In previous years our judges have singled out 3-D organ models, next-gen sequencers, cutting-edge microscopes, fluorescent RNA detection probes, and futuristic genetic-modification technologies—all products that continue to revolutionize research and push biology’s boundaries. (See the 2014 Top 10 Innovations winners.)
You can enter a laboratory tool, technology, software, methodology, or product for a chance to win a coveted spot in The Scientist’s Top 10 Innovations of 2015, as ranked and rated by an expert panel of independent judges. This year, we’ve opened the submissions process to include not only product managers, developers, or marketers who manufacture exciting new life-science tools, but also to users of innovative products. So whether you make them, sell them, or use them in the lab, enter today to see how your favorite new life-science innovation ranks...

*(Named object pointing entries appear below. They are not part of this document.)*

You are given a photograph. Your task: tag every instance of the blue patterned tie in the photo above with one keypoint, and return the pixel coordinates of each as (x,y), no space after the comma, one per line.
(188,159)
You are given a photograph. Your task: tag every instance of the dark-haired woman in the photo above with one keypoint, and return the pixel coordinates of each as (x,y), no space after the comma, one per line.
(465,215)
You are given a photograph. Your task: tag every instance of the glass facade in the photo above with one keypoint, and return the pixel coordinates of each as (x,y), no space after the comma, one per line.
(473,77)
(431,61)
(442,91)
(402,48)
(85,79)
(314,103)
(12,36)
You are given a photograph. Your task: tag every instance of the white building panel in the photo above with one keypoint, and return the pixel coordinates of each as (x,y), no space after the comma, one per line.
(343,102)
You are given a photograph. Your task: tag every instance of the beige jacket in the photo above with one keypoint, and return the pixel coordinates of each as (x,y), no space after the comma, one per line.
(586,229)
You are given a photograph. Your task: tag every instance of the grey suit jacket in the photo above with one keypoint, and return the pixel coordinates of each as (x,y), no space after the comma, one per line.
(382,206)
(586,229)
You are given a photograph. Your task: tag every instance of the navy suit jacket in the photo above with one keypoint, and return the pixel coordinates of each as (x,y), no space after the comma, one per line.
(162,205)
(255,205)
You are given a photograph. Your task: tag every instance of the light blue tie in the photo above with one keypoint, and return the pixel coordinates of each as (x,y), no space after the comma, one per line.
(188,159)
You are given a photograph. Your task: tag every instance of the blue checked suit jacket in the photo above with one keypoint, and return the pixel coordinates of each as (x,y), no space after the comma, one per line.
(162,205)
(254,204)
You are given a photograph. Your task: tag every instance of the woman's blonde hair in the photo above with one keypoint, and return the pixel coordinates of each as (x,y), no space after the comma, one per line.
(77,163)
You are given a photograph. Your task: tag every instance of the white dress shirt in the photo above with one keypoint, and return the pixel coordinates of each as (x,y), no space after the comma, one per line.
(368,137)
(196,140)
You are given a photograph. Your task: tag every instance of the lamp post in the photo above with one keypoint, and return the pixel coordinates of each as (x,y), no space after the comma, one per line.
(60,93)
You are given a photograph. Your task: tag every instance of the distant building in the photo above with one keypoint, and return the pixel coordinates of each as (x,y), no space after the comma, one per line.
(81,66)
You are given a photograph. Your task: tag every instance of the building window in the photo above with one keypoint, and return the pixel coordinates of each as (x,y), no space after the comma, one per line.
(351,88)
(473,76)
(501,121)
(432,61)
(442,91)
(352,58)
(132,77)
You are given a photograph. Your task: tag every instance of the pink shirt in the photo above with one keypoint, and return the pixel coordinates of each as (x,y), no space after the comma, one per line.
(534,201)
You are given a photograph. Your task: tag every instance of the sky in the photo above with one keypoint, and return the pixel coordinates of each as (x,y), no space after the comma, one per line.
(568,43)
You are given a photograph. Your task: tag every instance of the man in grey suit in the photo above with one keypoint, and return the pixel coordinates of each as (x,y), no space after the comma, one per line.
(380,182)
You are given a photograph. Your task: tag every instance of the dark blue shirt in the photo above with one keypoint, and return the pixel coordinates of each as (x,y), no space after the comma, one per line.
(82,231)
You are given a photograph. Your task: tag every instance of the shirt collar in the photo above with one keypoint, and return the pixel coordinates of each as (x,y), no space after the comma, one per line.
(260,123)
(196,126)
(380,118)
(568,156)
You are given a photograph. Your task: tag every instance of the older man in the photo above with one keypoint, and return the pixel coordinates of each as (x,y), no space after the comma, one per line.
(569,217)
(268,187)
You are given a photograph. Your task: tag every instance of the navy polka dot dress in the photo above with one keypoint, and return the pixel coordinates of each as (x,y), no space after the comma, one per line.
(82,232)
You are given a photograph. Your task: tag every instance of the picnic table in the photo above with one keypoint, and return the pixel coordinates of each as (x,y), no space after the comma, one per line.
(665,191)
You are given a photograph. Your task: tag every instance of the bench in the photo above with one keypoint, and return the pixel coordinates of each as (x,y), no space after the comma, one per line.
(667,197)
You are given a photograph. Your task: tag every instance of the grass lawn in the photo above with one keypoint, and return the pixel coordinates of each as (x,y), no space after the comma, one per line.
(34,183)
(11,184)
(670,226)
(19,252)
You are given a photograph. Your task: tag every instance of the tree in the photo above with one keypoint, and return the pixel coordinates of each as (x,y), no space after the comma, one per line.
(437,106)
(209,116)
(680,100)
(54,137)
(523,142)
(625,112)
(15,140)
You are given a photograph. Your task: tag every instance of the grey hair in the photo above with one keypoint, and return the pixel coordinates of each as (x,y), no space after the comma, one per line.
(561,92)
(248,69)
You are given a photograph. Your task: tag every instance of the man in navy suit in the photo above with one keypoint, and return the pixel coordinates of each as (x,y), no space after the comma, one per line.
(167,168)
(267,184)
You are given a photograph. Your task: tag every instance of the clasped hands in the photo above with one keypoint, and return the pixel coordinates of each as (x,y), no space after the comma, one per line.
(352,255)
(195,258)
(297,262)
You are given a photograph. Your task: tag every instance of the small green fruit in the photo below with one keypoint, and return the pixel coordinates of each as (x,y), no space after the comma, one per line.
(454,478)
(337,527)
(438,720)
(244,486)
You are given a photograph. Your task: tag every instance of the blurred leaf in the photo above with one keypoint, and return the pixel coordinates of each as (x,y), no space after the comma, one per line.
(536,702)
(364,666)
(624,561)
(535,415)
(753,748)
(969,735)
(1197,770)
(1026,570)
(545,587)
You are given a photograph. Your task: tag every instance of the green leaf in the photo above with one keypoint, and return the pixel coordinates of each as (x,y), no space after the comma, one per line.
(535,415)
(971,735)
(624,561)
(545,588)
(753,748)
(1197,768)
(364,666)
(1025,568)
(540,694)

Past winners can attest to the fact that entering the contest is well worth the few minutes it takes to fill out the submission form.
Tilmann Buerckstuemmer, director of R&D at Horizon Genomics, told The Scientist that winning second place in the 2013 Top 10 Innovations contest for the company’s X-Man reporter kits was great for business. “Following the announcement [that we had won], our cell line sales increased quite significantly,” he said. “So we definitively feel it was worth applying!”
And Stephen Ripp, chief operating officer of 490 Biotech, reported a similar uptick for his firm’s humanized bacterial luciferase, which took sixth place in the 2013 competition. “We saw the number of requests for our autobioluminescent cell lines more than double after the publication of the Top 10 Innovations list, and our product is now integrated into research programs at major universities and government labs around the world,” Ripp said. “We were thrilled to be chosen as a Top 10 Innovation and cannot thank The Scientist enough for the exposure it has provided us.”
Submissions will be accepted until 12:00 a.m. EDT September 15. The winners will be announced on December 1, with a feature-length article highlighting this year’s Top 10 winners in that month’s issue of The Scientist.